I have to buy a new computer.

Well, I don’t have to, technically speaking. But the screen is split open almost all the way around. Some keys have to be typed three times before they register. And I must always arrive to my classes that meet once a week rather early and make a beeline to an outlet, because the battery won’t last the two-and-a-half hour time slot. 

However, what is most interesting is that every time I restart the laptop, there is some little problem. It is never the same, but it is always there. I will restart it and the brightness will be on the lowest setting, and I’m unable to change it. Then, I will restart it and the sound won’t work. Then, I will restart it and I can’t play videos. This has been a problem for a few months, and there are seldom repeat problems.

Currently, the only way I can save PDFs on Adobe Acrobat is to save as and change the file name. If I try to just save a file, I get an error. I figure this is as benign as the problems could get, and have avoided restarting my laptop for the last two weeks.

But I digress. Maybe I don’t have to buy a new computer, but I definitely should

Why the hell am I talking about something so mundane as a computer purchase? Good question.

I am talking about it because for me, it is not so mundane. In fact, this pending computer purchase has been the center of my anxiety for the past month. Let me explain.

I am in this situation to begin with because before college, I bought a cheap laptop. It was cheap because it was an old, cheaply-made model. But at the time, it was all I could afford. It may be a piece of garbage, but it is the MacBook of garbage.

Fast forward to today. My mom knows about my situation, and she agrees that it is best to buy a new laptop before this one fails and I’m stuck without anything. Furthermore, she recently got a small bonus and said I can use some of that money to pay for a new one.

When she told me this, I was so relieved. At the very least, I wouldn’t be stuck up the creek without a paddle.

On the other hand, it is just enough to afford an equally garbage laptop. Would I not just be wasting her money if I got a laptop that is going to break down in another two years?

I do have some extra financial aid left over this semester, and I could use that to get something that will last. I have enough aid this semester. But what about next semester? What if something comes up that I need that aid for? What if I can’t find a sublet for the summer and have to pay two different rents? What if something is wrong with that laptop; now I have no money and no laptop.

Shouldn’t I just wait until this laptop fully breaks until I purchase a new one? But if it breaks before I transfer all my data, that could be disastrous. What if it happens in the middle of a paper? Two papers?! Moreover, I wouldn’t have the money all together to immediately buy a replacement.

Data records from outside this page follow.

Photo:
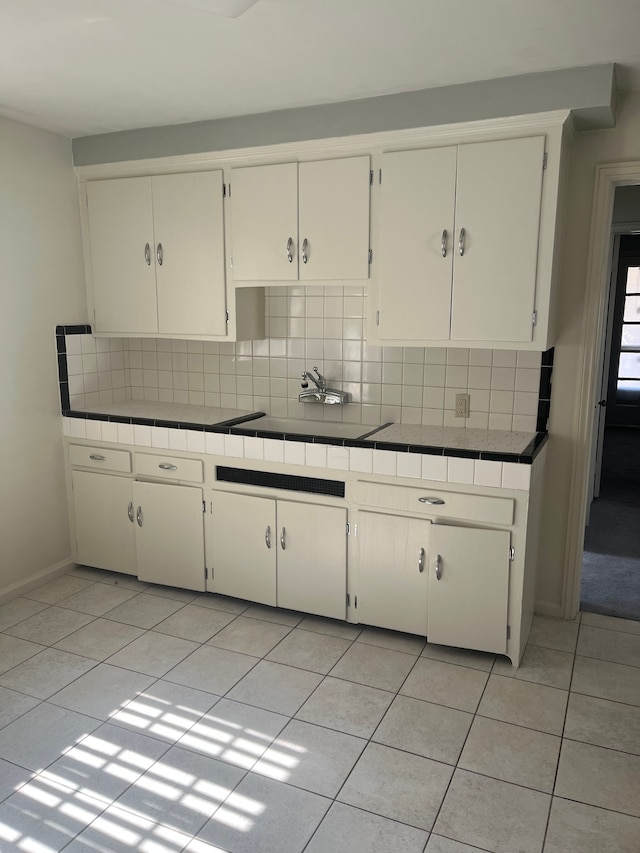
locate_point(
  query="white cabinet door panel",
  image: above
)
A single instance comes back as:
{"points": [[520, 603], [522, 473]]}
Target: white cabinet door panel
{"points": [[312, 558], [498, 204], [392, 588], [120, 227], [468, 603], [188, 223], [105, 536], [334, 219], [264, 216], [417, 207], [169, 534], [242, 546]]}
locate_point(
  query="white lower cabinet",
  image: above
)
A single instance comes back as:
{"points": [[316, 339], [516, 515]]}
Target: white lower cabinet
{"points": [[282, 552], [104, 515], [169, 534], [445, 582]]}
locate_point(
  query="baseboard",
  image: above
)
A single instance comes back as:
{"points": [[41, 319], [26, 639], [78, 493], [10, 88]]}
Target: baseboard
{"points": [[48, 574], [547, 608]]}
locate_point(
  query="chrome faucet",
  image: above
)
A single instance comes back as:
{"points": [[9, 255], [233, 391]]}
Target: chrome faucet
{"points": [[320, 382], [320, 394]]}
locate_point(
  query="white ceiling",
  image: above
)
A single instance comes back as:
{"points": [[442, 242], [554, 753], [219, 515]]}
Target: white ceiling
{"points": [[81, 67]]}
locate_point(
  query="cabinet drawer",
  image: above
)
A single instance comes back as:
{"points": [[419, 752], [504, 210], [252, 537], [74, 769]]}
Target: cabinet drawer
{"points": [[100, 458], [169, 467], [433, 502]]}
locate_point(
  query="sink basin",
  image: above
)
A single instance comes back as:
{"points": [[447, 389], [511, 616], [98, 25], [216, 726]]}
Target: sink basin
{"points": [[294, 426]]}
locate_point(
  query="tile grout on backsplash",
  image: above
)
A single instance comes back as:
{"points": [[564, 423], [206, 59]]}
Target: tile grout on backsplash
{"points": [[508, 389]]}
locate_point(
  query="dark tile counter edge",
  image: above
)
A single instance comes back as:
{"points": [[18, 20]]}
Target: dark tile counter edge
{"points": [[227, 428]]}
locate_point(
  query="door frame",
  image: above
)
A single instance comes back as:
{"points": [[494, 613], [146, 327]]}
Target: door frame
{"points": [[608, 178]]}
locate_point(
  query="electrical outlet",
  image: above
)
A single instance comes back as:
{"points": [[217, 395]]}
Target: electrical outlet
{"points": [[463, 402]]}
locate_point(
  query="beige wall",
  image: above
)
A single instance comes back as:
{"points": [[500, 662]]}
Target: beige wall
{"points": [[620, 144], [41, 282]]}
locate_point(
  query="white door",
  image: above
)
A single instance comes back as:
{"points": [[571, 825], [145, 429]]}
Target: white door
{"points": [[312, 558], [392, 572], [241, 546], [416, 244], [121, 242], [468, 587], [264, 223], [499, 190], [169, 534], [334, 219], [103, 511], [189, 253]]}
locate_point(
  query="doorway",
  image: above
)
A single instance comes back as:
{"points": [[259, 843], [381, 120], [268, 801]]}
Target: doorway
{"points": [[611, 560]]}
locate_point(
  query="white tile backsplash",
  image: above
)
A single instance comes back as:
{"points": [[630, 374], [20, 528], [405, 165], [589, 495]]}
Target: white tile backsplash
{"points": [[321, 326]]}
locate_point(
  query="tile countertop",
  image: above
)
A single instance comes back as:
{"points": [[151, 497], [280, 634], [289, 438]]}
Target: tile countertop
{"points": [[495, 445]]}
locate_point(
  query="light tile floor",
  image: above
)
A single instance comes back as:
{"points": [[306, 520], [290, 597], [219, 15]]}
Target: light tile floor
{"points": [[135, 717]]}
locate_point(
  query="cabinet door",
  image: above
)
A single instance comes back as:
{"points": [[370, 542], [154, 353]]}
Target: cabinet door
{"points": [[468, 602], [312, 558], [264, 217], [188, 227], [241, 546], [169, 534], [417, 208], [103, 510], [334, 219], [392, 572], [498, 205], [122, 267]]}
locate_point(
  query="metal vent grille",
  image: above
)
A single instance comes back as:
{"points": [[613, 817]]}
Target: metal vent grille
{"points": [[290, 482]]}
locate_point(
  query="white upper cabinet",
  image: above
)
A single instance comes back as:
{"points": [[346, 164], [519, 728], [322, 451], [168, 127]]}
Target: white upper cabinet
{"points": [[300, 222], [156, 256], [464, 245]]}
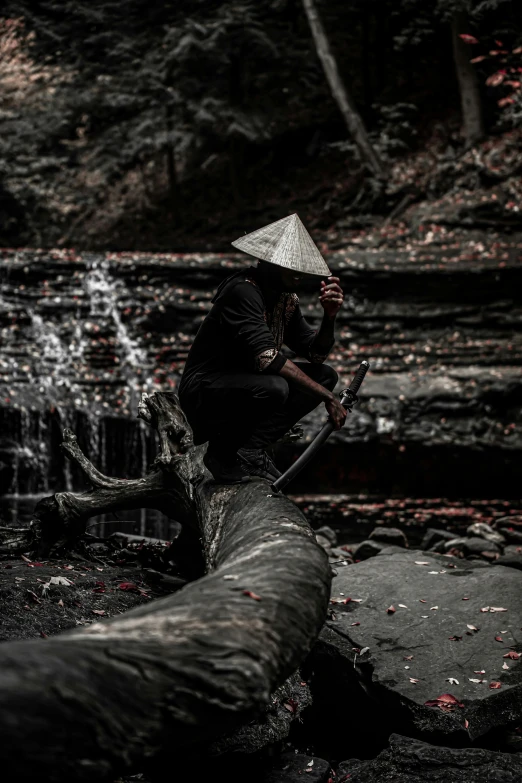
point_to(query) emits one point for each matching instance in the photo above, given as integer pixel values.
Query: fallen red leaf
(128, 586)
(447, 702)
(252, 595)
(468, 38)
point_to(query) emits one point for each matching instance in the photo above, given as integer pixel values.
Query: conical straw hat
(286, 243)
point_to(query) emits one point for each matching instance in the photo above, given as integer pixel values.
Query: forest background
(177, 126)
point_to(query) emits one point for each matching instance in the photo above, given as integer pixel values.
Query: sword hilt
(348, 399)
(349, 396)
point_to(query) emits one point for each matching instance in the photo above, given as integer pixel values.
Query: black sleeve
(242, 313)
(300, 337)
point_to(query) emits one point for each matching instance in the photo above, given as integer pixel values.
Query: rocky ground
(416, 672)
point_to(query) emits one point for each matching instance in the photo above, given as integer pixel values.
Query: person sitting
(237, 390)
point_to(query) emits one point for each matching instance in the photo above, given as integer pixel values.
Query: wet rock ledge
(84, 333)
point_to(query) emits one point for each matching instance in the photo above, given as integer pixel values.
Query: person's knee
(329, 377)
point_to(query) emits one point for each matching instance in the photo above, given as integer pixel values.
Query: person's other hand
(331, 296)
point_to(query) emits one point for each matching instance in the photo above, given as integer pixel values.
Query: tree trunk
(350, 114)
(172, 176)
(470, 102)
(90, 705)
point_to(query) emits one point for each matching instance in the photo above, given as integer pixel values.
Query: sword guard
(348, 399)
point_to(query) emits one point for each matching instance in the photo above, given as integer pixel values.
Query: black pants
(251, 410)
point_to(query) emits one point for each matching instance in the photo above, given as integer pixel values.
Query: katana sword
(348, 399)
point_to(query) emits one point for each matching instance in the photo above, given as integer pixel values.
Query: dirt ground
(39, 599)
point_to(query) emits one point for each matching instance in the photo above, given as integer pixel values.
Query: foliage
(115, 118)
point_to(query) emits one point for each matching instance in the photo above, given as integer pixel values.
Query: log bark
(470, 101)
(92, 704)
(341, 96)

Now, some of these thoughts can just be attributed to what it’s like living with an anxiety disorder. I’m sure many of you can attest.

But some of this anxiety is also due to the fact that when you are from a limited income background, the stakes are simply higher. The safety net is shallower. On one hand, worrying about my new computer somehow not working, and the manufacturer refusing warranty for some reason, is a logical extreme. On the other hand, if that happens, then I’m really screwed.

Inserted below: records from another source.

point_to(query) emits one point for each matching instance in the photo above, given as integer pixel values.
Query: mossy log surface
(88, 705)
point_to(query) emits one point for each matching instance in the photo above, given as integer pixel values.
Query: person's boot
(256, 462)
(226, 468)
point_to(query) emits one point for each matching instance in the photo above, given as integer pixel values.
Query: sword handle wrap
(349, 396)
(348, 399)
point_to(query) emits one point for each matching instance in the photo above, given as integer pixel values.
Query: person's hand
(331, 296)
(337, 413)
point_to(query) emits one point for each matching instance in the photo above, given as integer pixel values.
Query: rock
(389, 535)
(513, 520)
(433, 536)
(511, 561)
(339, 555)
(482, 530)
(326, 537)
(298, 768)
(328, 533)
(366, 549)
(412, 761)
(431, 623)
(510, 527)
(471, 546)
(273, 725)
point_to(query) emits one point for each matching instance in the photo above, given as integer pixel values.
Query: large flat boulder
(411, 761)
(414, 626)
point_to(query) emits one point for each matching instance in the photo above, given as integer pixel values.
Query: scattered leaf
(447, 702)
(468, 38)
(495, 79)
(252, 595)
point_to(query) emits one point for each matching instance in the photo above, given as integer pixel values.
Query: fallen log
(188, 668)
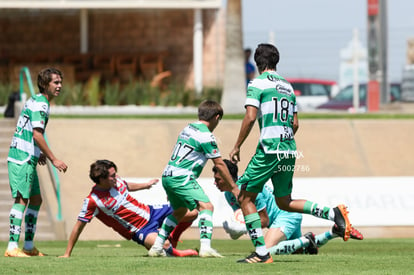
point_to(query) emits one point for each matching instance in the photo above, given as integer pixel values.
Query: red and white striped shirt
(115, 208)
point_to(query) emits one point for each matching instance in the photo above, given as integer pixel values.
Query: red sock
(176, 233)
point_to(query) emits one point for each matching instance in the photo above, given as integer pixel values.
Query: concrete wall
(141, 148)
(27, 35)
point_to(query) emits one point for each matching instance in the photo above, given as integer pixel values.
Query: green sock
(323, 238)
(316, 210)
(254, 228)
(15, 219)
(167, 227)
(30, 220)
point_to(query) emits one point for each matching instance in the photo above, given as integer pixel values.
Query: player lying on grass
(284, 228)
(112, 204)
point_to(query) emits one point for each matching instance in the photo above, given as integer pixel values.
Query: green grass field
(370, 256)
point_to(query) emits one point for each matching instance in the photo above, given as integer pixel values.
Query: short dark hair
(45, 76)
(99, 169)
(266, 56)
(233, 169)
(209, 109)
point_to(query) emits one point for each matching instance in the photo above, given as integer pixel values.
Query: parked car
(344, 99)
(310, 93)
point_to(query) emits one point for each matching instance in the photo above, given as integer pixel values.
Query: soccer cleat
(355, 234)
(256, 258)
(342, 221)
(17, 252)
(184, 253)
(157, 252)
(33, 252)
(209, 253)
(313, 247)
(234, 234)
(172, 241)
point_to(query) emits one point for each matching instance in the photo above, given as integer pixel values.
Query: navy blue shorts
(158, 213)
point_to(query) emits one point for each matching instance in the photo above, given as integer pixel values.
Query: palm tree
(234, 87)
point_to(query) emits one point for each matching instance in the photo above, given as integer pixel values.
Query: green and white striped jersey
(275, 100)
(35, 114)
(195, 145)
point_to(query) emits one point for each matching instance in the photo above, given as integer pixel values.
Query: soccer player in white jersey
(270, 99)
(284, 234)
(27, 149)
(111, 203)
(195, 145)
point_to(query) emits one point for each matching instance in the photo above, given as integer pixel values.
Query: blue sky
(310, 34)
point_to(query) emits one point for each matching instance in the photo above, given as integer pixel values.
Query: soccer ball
(238, 217)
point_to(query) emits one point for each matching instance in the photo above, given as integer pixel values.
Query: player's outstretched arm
(41, 142)
(74, 236)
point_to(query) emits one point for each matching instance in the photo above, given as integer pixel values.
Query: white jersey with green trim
(275, 100)
(35, 114)
(195, 145)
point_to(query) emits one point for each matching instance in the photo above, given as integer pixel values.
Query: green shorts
(23, 179)
(183, 191)
(262, 167)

To be constantly thinking about what could or couldn’t happen and how that will or won’t affect your fiscal stability is exhausting. It’s not just counting dollars on laptops, it’s counting cents at the grocery. It’s being constantly aware that, at any moment, you’re one bad money decision away from not being able to fully provide for yourself.

The other day, my friends suggested that we go to Tamber’s. They took my silence as acceptance, and we started walking over. As they continued to chat, I was thinking to myself, “Am I really going to drop $14 on a meal when I can have one at home for a tenth of the price?”

I decided to go, and I had a great time. I had just gotten paid and had plenty of money. As of now, I can confidently say that those $14 did not affect my fiscal stability. I know that the vast majority of the time, these thoughts are illogical. But they are hard to silence when the stakes are high. And they almost always are.